Degree Type


Date of Award


Degree Name

Doctor of Philosophy


Food Technology


This study was concerned with effects of different commercial practices on quality of vacuum packaged pork chops. Variables included type of packaging film (high or low barrier to oxygen), presence or absence of bone in the packaged pork chops, length of loin storage time prior to cutting into chops, method of cutting into chops, and length of storage period of packaged chops prior to retail display. The microflora of the pork chops was characterized with regard to numbers of microorganisms, types present, and changes in numbers and types over time. Vacuum packaged pork chops were also tested with regard to organoleptic quality, drip loss, odor, color, and pH;The presence of bone in the chops had little effect on the microbial population, but did influence sensory qualities, drip loss, and odor;Vacuum packaging the chops tripled the shelf life over conventionally packaged chops to about nine days before spoilage was apparent. Neither microbial growth or sensory qualities were significantly different for high or low barrier films, but drip loss was greater with the low barrier film;Chops cut from loins immediately after slaughter, scored higher for sensory qualities than did chops from stored loins;Loins which were subjected to a freeze tempering process prior to being cut showed faster growth of psychrotrophs and lactobacilli than did the refrigerated loins. Cutting method produced no effect in sensory scores but had a large effect on drip loss;Storage of chops in the dark prior to display under light caused inhibition of microbial growth but had little effect on organoleptic qualities or drip loss.
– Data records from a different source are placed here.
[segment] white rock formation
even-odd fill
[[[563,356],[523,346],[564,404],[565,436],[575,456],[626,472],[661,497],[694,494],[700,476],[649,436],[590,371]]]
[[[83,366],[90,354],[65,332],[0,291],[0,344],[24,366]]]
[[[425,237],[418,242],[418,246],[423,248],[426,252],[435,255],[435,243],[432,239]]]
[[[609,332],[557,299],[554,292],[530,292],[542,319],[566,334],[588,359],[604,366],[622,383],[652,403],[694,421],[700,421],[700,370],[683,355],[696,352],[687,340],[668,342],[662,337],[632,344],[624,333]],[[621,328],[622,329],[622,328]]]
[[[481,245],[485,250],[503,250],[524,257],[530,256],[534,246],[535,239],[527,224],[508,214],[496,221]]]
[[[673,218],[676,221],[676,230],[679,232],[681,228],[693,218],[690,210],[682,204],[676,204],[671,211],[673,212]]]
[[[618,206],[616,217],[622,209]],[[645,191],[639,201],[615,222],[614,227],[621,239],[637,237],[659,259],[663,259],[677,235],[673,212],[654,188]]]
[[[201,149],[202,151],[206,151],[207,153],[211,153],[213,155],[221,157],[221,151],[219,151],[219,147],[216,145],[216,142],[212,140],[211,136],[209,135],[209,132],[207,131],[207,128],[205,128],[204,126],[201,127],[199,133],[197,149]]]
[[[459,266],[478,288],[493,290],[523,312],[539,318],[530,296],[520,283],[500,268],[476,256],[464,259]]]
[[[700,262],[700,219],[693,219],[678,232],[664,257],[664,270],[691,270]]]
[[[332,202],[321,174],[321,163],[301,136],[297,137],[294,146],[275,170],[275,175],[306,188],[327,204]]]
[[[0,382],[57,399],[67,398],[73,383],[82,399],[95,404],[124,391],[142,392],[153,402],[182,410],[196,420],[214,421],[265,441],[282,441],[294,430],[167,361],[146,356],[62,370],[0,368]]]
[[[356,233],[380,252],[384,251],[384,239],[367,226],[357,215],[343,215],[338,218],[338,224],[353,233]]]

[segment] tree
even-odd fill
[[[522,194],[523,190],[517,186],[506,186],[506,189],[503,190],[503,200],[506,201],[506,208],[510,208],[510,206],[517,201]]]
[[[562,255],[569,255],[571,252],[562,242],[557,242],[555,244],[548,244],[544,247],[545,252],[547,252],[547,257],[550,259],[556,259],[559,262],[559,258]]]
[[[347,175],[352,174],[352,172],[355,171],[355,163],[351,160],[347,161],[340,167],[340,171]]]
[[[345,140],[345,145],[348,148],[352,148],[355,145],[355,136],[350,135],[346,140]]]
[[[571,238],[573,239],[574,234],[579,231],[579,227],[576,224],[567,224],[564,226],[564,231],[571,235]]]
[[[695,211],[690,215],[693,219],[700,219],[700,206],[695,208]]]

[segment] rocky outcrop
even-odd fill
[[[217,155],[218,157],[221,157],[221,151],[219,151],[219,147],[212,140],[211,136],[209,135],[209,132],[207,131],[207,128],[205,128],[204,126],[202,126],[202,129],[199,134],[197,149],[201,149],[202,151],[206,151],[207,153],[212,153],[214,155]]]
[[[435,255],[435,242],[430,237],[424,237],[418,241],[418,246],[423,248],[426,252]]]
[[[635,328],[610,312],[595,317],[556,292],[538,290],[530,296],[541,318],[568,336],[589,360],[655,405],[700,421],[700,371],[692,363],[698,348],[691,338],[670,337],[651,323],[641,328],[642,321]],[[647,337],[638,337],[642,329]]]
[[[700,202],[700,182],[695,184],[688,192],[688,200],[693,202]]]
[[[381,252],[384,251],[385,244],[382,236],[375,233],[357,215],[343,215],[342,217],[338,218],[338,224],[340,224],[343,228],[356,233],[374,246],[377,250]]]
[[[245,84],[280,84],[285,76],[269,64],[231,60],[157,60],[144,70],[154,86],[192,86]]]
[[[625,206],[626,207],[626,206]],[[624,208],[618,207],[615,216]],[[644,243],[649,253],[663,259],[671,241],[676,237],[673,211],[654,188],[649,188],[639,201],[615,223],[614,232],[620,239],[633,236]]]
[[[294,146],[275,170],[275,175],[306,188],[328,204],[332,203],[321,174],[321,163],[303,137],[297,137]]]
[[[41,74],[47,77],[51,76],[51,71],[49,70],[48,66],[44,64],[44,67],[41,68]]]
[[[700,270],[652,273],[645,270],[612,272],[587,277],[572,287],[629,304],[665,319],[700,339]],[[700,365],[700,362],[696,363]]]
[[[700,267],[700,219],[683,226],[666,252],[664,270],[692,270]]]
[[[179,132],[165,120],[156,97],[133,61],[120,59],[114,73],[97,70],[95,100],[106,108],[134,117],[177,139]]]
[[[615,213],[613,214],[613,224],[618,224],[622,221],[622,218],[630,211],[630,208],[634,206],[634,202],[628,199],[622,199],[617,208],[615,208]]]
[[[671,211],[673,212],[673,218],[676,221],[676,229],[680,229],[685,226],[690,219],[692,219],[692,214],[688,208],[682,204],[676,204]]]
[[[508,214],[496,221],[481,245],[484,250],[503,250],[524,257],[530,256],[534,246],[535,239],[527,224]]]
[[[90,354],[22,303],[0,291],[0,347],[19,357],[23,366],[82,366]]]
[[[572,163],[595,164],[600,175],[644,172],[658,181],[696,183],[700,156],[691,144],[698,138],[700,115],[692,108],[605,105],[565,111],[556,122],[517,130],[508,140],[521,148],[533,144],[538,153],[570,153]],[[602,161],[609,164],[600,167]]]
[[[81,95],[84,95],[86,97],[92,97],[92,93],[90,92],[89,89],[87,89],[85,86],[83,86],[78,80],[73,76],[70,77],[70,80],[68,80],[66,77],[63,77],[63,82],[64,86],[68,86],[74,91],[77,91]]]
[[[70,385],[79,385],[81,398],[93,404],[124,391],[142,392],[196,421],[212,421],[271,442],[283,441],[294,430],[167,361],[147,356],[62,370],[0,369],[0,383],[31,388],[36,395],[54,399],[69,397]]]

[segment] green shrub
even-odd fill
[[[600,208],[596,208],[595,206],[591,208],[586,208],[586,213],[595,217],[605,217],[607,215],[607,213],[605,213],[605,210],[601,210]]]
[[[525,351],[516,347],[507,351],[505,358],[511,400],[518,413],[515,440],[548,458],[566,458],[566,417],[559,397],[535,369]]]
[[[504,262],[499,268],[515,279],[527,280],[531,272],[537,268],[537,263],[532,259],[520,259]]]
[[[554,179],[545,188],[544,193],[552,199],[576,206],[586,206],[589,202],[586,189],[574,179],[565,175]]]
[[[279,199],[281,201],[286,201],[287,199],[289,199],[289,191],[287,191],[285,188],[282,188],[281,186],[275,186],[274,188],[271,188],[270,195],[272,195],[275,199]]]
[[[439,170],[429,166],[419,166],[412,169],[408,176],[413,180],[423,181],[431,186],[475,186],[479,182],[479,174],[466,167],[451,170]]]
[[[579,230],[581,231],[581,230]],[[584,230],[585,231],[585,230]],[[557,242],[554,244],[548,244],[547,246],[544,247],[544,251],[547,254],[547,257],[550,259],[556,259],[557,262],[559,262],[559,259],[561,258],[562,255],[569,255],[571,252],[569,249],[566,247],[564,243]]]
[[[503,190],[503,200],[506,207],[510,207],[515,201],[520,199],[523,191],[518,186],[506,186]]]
Total Volatiles Relative to Nonane (TVRN) increased upon exposure of chops to light in a display case;The results of this study demonstrate the advantages of vacuum packaging over hand wrapping pork chops, indicate that loins may be held up to seven days prior to cutting without undue loss of quality, that storage of chops in the dark is a feasible holding practice and that a freeze thawing process has less desirable effects on the microbiological quality and drip losses of pork chops compared with refrigerated chops.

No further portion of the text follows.